With meticulous prose, rendered by Dolph's translation into propulsive
English, Saer's The Sixty-Five Years of Washington captures the
wilderness of human experience in all its variety.--New York Times
It's October 1960, say, or 1961, in a seaside Argentinian city named
Santa Fe, and The Mathematician--wealthy, elegant, educated, dressed
from head to toe in white--is just back from a grand tour of Europe.

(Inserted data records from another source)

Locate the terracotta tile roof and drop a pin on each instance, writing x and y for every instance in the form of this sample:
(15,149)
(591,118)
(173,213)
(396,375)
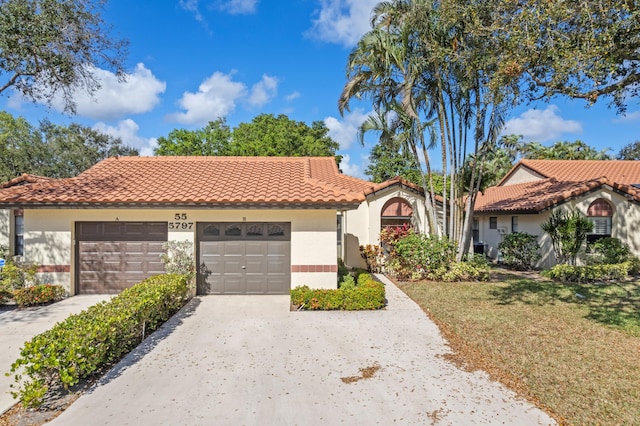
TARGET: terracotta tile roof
(619,171)
(265,181)
(24,179)
(538,195)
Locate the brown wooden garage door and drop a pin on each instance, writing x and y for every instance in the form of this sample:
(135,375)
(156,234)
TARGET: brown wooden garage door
(113,256)
(244,258)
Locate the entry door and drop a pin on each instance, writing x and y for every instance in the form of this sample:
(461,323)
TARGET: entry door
(244,258)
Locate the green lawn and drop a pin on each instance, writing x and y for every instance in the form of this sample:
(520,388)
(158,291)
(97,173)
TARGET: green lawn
(572,349)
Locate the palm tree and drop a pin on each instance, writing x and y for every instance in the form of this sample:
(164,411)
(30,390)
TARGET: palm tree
(423,61)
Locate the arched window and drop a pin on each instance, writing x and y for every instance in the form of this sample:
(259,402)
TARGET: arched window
(600,212)
(396,212)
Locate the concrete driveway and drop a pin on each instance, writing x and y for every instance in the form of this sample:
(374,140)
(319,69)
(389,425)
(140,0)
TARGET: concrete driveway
(247,360)
(20,325)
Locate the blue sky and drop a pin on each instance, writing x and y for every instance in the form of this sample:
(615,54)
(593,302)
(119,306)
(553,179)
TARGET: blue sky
(192,61)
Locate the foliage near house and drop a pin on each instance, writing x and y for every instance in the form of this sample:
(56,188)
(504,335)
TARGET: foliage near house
(520,250)
(589,273)
(568,233)
(412,256)
(16,275)
(38,295)
(365,293)
(85,343)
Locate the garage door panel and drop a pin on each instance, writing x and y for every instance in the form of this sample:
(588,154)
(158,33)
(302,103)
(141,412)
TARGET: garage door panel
(233,285)
(234,248)
(281,248)
(244,261)
(255,285)
(113,256)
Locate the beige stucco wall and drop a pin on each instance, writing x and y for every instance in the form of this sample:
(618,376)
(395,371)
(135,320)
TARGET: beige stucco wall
(5,228)
(625,224)
(362,226)
(49,235)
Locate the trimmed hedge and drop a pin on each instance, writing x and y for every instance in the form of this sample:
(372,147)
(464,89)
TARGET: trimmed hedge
(588,273)
(367,294)
(38,294)
(98,337)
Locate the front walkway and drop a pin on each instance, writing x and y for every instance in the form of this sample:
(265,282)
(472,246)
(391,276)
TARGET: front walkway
(232,360)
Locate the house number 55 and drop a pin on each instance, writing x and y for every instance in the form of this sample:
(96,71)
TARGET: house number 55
(180,222)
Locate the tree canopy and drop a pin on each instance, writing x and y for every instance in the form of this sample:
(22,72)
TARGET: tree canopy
(52,150)
(630,151)
(582,49)
(266,135)
(50,47)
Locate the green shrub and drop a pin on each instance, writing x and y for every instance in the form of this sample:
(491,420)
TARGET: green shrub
(609,250)
(520,250)
(38,294)
(634,263)
(178,258)
(373,256)
(367,294)
(588,273)
(422,254)
(348,283)
(96,338)
(17,275)
(461,271)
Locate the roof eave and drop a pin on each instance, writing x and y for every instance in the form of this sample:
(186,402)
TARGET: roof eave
(306,205)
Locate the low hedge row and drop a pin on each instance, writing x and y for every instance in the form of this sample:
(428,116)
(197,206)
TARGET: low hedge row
(98,337)
(589,273)
(38,294)
(368,294)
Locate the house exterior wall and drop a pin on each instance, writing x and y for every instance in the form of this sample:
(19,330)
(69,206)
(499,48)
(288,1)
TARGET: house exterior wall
(5,227)
(49,237)
(626,219)
(362,226)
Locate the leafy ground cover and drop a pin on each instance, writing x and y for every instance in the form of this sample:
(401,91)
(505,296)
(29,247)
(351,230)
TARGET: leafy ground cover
(572,349)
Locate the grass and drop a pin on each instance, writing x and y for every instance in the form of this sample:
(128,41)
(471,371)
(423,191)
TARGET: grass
(572,349)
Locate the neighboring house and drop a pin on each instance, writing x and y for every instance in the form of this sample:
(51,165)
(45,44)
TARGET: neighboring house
(605,191)
(392,203)
(11,219)
(260,225)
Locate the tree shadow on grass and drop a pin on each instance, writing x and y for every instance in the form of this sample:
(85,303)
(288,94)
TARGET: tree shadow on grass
(611,304)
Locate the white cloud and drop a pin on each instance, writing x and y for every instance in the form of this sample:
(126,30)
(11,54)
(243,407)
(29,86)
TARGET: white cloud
(293,96)
(192,6)
(541,125)
(137,94)
(216,97)
(263,91)
(345,131)
(239,7)
(629,116)
(355,170)
(342,21)
(127,131)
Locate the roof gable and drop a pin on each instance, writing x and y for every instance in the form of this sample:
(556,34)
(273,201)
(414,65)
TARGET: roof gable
(626,172)
(207,181)
(536,196)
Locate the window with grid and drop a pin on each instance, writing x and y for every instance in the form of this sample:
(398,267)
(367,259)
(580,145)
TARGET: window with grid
(18,243)
(600,212)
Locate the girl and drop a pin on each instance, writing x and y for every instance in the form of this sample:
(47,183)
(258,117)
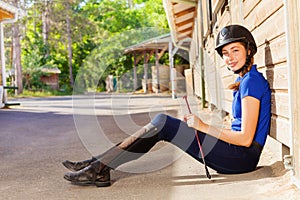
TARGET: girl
(228,151)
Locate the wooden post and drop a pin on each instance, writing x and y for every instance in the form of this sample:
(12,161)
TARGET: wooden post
(157,69)
(145,72)
(293,32)
(134,72)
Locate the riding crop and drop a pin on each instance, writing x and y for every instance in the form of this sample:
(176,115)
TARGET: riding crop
(198,141)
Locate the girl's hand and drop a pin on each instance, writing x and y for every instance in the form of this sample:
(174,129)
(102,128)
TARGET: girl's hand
(193,121)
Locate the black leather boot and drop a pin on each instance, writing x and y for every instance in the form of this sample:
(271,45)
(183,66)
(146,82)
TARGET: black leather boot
(96,174)
(133,147)
(76,166)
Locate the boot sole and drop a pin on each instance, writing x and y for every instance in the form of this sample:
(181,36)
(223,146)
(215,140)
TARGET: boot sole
(90,183)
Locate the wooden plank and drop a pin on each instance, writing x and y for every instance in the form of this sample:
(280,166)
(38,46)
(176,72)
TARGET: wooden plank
(280,104)
(262,11)
(189,82)
(271,28)
(280,128)
(248,6)
(272,53)
(278,77)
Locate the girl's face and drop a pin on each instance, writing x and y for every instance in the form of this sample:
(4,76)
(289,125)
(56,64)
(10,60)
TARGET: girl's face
(234,55)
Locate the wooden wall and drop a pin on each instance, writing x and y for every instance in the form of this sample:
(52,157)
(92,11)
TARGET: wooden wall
(265,19)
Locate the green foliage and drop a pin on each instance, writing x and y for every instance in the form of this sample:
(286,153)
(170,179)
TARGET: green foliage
(100,31)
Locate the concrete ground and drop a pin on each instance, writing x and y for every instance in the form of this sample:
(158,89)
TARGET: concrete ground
(38,135)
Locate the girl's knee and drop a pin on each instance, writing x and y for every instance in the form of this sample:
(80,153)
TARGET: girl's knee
(159,119)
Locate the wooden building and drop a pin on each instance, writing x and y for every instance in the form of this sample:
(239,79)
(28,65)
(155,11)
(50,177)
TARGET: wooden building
(275,26)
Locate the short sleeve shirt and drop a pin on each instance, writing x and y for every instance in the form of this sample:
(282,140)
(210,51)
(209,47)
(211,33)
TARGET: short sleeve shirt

He's on his way to drop off a press release about the trip to the papers
when he runs into Ángel Leto, a relative newcomer to Santa Fe who does
some accounting, but who this morning has decided to wander the town
rather than go to work.
One day soon, The Mathematician will disappear into exile after his
wife's assassination, and Leto will vanish into the guerrilla
underground, clutching his suicide pill like a talisman. But for now,
they settle into a long conversation about the events of Washington
Noriega's sixty-fifth birthday--a party neither of them attended.
Saer's The Sixty-Five Years of Washington is simultaneously a
brilliant comedy about memory, narrative, time, and death and a moving
narrative about the lost generations of an Argentina that was
perpetually on the verge of collapse.
Juan José Saer was the leading Argentinian writer of the post-Borges
generation. The author of numerous novels and short-story collections
(including Scars and La Grande), Saer was awarded Spain's
prestigious Nadal Prize in 1987 for The Event.
Steve Dolph is the founder of Calque, a journal of literature in
translation. His translation of Juan José Saer's Scars was a finalist
for the 2012 Best Translated Book Award.